We move forward two weeks to March 31st. By this time the Magi would have analysed the Star, cast horoscopes and understood its importance. They would have had time to prepare their journey and possibly set out already.



The sky seen from Tehran at 04:30am local time on March 31st 5BC


At 4:30am today the Star is now in the south-east and 27 degrees high. Note that the bright Last Quarter Moon is nearby. The Moon is 45% illuminated and immersed in the stars of Capricorn, just below the star in the sky.


Most people assume that the Magi followed the Star to Bethlehem but, if the Magi were to leave today, following the Star, they would end up in India so we know that this part of biblical folklore cannot be right! We’ll see a much more likely way for the Magi to follow the Star later.


If the Magi came from Persia they would have had a long and arduous journey crossing mountains, deserts, and major rivers. It is not a journey that they would have undertaken lightly, nor one that would be accomplished rapidly. Even though a camel can travel long distances rapidly when pressed, this journey of some 900 miles (1450 kilometres) would almost certain have required several weeks.

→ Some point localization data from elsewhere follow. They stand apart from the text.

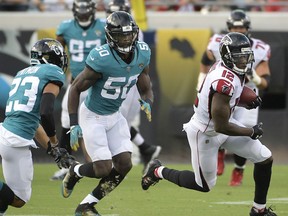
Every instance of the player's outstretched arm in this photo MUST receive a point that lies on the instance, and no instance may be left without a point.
(144, 86)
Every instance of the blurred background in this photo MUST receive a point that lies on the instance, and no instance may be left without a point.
(178, 32)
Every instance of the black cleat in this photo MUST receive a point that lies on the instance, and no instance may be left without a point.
(149, 154)
(149, 178)
(86, 209)
(265, 212)
(69, 181)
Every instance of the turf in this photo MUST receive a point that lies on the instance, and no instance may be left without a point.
(164, 198)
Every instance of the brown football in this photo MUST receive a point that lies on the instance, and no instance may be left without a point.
(247, 96)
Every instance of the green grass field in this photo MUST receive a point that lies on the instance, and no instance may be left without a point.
(163, 199)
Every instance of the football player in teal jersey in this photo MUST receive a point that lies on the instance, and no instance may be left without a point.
(31, 100)
(79, 35)
(130, 107)
(110, 72)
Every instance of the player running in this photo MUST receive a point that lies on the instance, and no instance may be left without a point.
(258, 78)
(111, 70)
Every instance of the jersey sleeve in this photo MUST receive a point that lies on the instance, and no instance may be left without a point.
(213, 45)
(55, 74)
(223, 87)
(261, 50)
(145, 52)
(97, 58)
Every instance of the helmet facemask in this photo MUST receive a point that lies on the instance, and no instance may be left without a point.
(49, 51)
(118, 5)
(121, 32)
(238, 18)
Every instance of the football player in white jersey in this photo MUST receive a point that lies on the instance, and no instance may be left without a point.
(213, 125)
(258, 79)
(130, 107)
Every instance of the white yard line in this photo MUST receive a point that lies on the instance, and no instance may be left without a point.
(282, 200)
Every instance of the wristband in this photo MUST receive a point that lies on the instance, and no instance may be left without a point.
(201, 78)
(149, 102)
(73, 119)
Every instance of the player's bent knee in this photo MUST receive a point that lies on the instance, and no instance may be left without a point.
(267, 161)
(17, 202)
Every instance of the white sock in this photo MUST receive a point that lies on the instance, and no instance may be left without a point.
(158, 172)
(76, 169)
(138, 140)
(89, 199)
(239, 167)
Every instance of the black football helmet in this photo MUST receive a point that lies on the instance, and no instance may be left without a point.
(84, 12)
(49, 51)
(236, 52)
(238, 18)
(118, 5)
(121, 32)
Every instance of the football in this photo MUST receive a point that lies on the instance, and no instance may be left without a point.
(247, 96)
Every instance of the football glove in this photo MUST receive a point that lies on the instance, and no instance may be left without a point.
(253, 76)
(145, 106)
(61, 156)
(75, 134)
(255, 103)
(257, 131)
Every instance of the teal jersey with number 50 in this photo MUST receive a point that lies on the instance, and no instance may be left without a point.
(107, 94)
(23, 105)
(81, 41)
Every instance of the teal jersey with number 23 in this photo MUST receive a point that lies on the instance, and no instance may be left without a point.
(23, 105)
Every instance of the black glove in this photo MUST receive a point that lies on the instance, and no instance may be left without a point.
(257, 131)
(61, 156)
(254, 104)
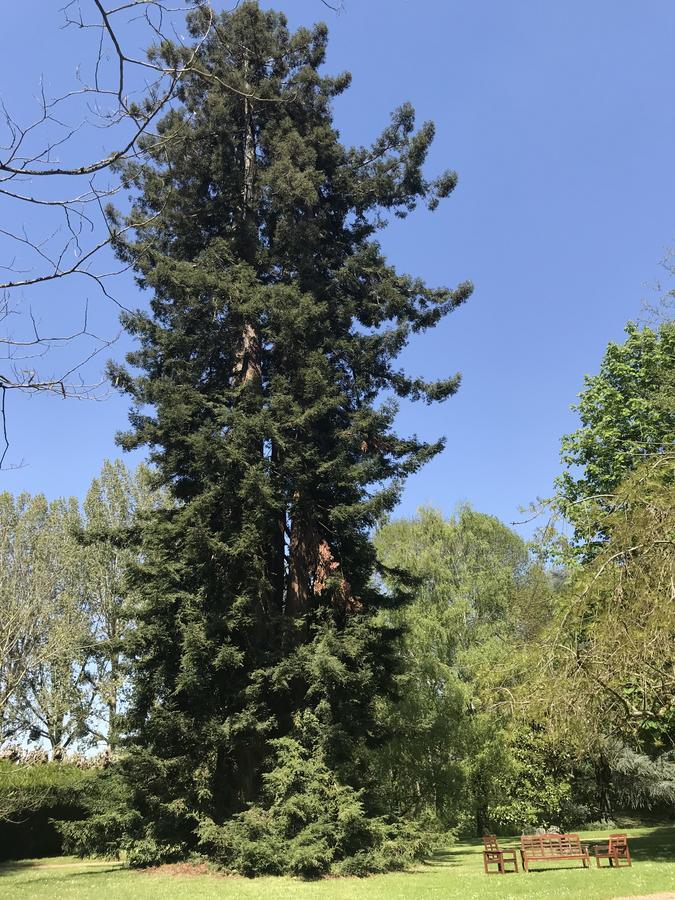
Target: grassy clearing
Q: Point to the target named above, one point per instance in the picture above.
(453, 874)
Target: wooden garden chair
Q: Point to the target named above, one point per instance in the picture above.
(493, 855)
(616, 851)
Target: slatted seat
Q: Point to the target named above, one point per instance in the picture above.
(494, 855)
(547, 847)
(616, 851)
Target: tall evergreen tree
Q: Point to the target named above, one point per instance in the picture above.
(265, 385)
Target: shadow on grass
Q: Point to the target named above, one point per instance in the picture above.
(52, 872)
(657, 846)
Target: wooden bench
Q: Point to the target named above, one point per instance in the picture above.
(616, 851)
(494, 855)
(547, 847)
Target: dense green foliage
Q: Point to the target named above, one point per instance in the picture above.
(454, 873)
(627, 414)
(34, 792)
(62, 620)
(477, 593)
(274, 328)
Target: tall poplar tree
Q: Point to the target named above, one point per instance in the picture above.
(264, 385)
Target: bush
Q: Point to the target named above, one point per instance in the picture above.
(310, 824)
(33, 793)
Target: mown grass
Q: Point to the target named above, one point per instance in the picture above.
(453, 874)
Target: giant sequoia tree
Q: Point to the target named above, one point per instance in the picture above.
(265, 385)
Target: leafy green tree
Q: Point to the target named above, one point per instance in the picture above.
(627, 414)
(611, 642)
(112, 509)
(477, 596)
(46, 687)
(274, 329)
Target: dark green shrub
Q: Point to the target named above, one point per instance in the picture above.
(310, 824)
(32, 796)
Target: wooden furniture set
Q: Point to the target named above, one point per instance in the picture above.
(548, 847)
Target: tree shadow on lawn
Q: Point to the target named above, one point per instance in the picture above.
(53, 873)
(657, 846)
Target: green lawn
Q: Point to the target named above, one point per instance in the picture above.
(453, 874)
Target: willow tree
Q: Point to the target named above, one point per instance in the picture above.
(265, 386)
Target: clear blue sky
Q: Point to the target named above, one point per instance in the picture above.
(560, 120)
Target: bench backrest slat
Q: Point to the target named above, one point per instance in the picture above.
(551, 844)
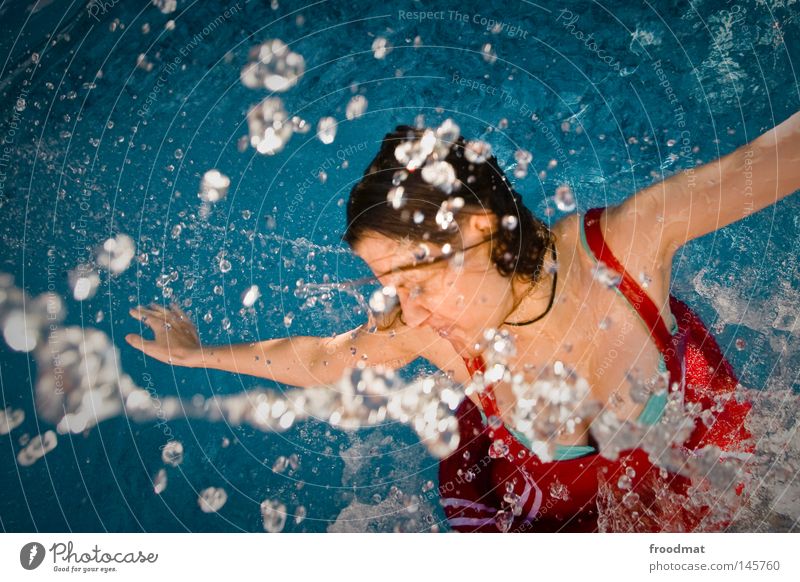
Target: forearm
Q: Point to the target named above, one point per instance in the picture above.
(756, 175)
(297, 361)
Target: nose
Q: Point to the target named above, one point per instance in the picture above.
(415, 314)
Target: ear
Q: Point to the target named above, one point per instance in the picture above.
(483, 222)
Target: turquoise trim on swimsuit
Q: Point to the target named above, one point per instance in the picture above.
(651, 414)
(653, 408)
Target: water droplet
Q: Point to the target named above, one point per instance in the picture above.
(212, 499)
(326, 130)
(356, 107)
(172, 454)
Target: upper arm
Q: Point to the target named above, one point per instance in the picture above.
(393, 345)
(701, 200)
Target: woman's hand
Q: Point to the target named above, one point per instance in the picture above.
(176, 340)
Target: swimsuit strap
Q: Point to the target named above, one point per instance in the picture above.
(488, 402)
(637, 297)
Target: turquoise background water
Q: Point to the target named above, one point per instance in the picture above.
(102, 146)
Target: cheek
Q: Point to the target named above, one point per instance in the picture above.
(466, 291)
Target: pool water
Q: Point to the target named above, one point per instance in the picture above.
(113, 113)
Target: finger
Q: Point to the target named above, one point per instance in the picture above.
(178, 312)
(148, 348)
(136, 341)
(142, 313)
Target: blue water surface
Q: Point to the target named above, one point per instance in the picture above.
(111, 116)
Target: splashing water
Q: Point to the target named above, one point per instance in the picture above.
(273, 514)
(212, 499)
(273, 66)
(269, 126)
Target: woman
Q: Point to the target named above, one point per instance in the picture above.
(445, 234)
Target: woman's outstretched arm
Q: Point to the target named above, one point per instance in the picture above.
(299, 360)
(701, 200)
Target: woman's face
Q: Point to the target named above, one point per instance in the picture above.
(459, 297)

By April 22nd dawn has advanced a great deal – at 5am it is almost daylight. The Star is now high in the south shortly before dawn. At 4:00am it is 37 degrees high.



The sky seen from Tehran at 04:00am local time on April 22nd 5BC


As time passes the Star – Nova Bethlehem – will pass its maximum brightness and start to fade. As it does so a new factor will hamper visibility. Once a month the Moon passes relatively close to the position of the Star. In early March the Moon was Last Quarter and not so bright as to drown out the Star. By April 22nd though it will be a Full Moon that is close to the fading Star. For several days, perhaps as long as a week, the Star will be invisible as the Moon’s brilliant light brightens the sky. The Magi will lose sight of the Star.


Tonight, the planet Mars is alongside the Moon. Extremely bright at magnitude –2.1 will be in the head of the Scorpion, close to its much dimmer “rival”, Antares.


The Star is now due south at dawn. Let us suppose that the Magi arrived in Jerusalem around this time. The Star that they had been watching would have disappeared. However, as the days passed, the Moon would rise later and later and get progressively smaller and further away. By April 29th the Moon is now a waning crescent some 47 degrees away from the Star and on the 30th it is now 60 degrees away from a 37% illuminated Moon that will now be little impediment to seeing the Star as it fades away.


If the Magi were to set out from Jerusalem to Bethlehem just before dawn – which has now advanced even further – on April 30th, the Star would be 48 degrees high in the south. Bethlehem is almost due south of Jerusalem and the Star would genuinely have seemed to go before them and hang over the town of Bethlehem, as we see below.


The sky seen from Jerusalem at 03:30am local time on April 30th 5BC.


Perhaps the Star genuinely did “go before them” on this short journey south to find the baby Jesus.